Re: GNOME and non-linux platforms (release team please stand up)



On Wed, Jul 22, 2009 at 10:31 AM, Calum Benson<Calum Benson sun com> wrote:
>
> It goes without saying that I'd be disappointed if GNOME were to take any
> official Linux-only stance.  Sun has contributed a great deal to GNOME both
> technically and financially over the years.

Definitely, Sun's contributions have been awesome.
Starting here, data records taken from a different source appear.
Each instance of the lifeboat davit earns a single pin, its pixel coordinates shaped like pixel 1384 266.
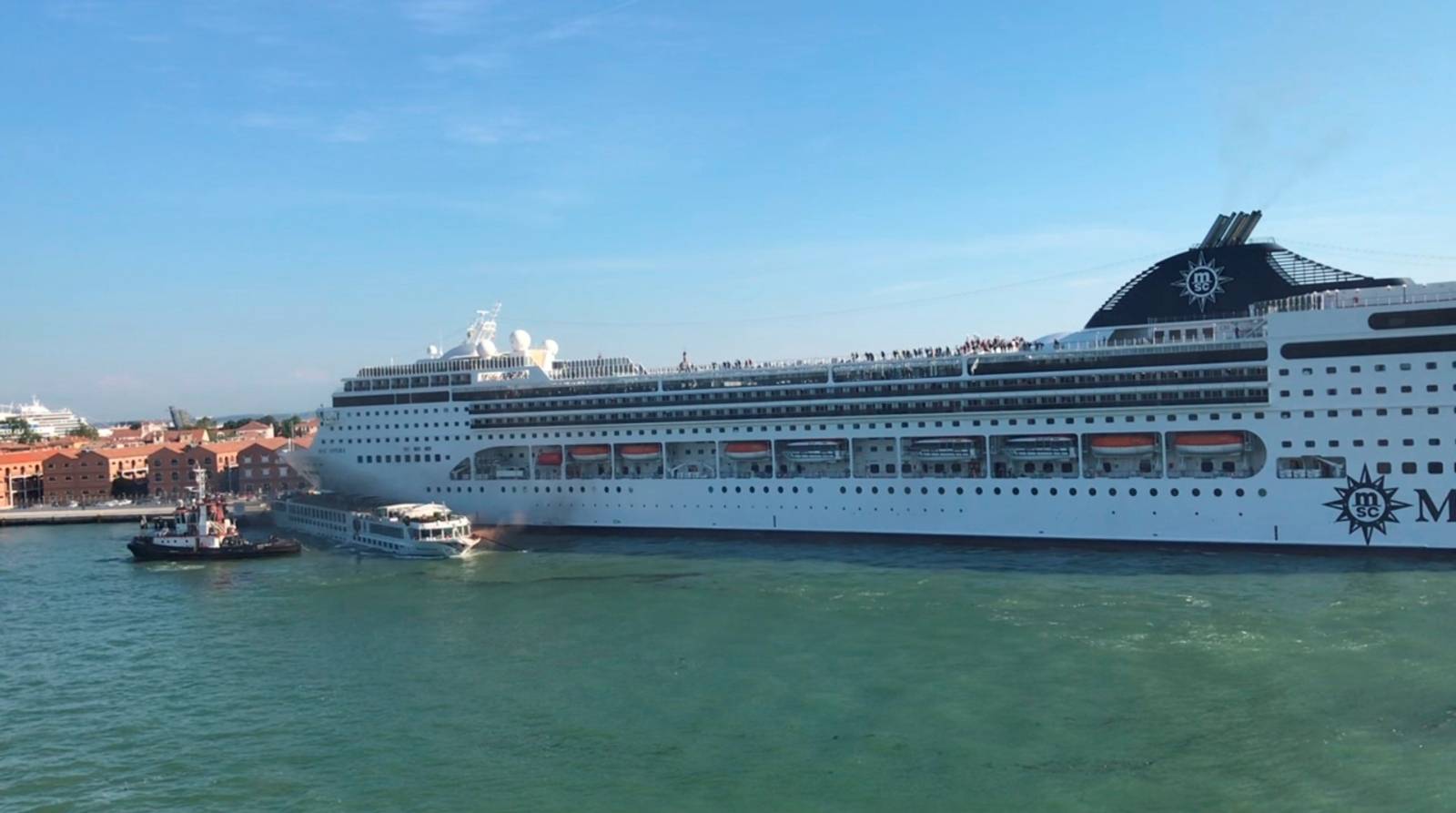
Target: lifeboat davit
pixel 814 451
pixel 640 451
pixel 1123 444
pixel 945 448
pixel 746 449
pixel 1208 442
pixel 1041 446
pixel 590 453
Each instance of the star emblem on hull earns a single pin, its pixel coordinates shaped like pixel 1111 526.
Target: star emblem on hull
pixel 1366 504
pixel 1201 283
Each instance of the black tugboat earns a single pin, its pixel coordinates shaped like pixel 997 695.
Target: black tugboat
pixel 201 531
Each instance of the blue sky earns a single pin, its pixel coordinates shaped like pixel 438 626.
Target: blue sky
pixel 229 206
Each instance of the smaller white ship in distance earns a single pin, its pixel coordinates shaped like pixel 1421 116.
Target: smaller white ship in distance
pixel 400 529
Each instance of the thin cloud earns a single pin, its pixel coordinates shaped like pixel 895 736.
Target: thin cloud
pixel 444 16
pixel 468 62
pixel 582 25
pixel 487 133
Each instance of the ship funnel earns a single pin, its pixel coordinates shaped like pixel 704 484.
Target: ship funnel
pixel 1245 229
pixel 1215 232
pixel 1230 233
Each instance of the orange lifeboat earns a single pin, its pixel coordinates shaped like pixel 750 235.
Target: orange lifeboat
pixel 746 449
pixel 1123 444
pixel 640 451
pixel 590 453
pixel 1208 442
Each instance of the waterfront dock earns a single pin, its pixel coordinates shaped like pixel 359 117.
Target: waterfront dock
pixel 89 514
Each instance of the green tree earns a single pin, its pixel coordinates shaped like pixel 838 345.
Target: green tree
pixel 19 429
pixel 85 430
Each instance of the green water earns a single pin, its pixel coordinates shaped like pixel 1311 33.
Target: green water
pixel 684 674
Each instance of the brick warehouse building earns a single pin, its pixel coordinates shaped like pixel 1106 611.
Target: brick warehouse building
pixel 87 475
pixel 262 471
pixel 22 477
pixel 169 468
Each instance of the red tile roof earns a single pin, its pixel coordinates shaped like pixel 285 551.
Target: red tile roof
pixel 33 456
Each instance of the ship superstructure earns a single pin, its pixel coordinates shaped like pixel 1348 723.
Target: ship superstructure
pixel 1234 392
> That said, many of the Sun team do seem to spend more time than they ought
> to just to keep GNOME running on OpenSolaris on the various Sun platforms
> these days.  They often have to deal with various Linux-isms at a code or
> conceptual level, or with technologies that are coming late to Linux and are
> implemented completely differently from the equivalent used by Sun (e.g.
> RBAC v PolicyKit)

This is really the *only* one I can think of.  TSOL vs SELinux isn't
really relevant here since GNOME core doesn't really do much with
SELinux currently.

> Anyway, if anything, I guess I'd argue that it's time to actually reinforce
> the notion that the GNOME desktop is intended for use on any Unix-like
> system,

Here's the fundamental problem as I see it - GNOME filled the "Unix
like system desktop" checkbox over 10 years ago, on top of POSIX, X11,
and some random bits.  A lot of what we've been doing since is filling
in the stuff for a *complete operating system*, because POSIX and X
cover so little. Stuff like having USB devices work, power management,
and networking are hard problems that cross every layer from the
kernel to the desktop UI.  It's hard to build this kind of stuff upon
what I think of as "towers of turtles" i.e. abstractions.

I think it makes sense to continue to have GNOME work in the basic
"POSIX+X11" mode, i.e. gnome-power-manager just calls exit(0) if
devicekit-power isn't running.  But beyond that is hard.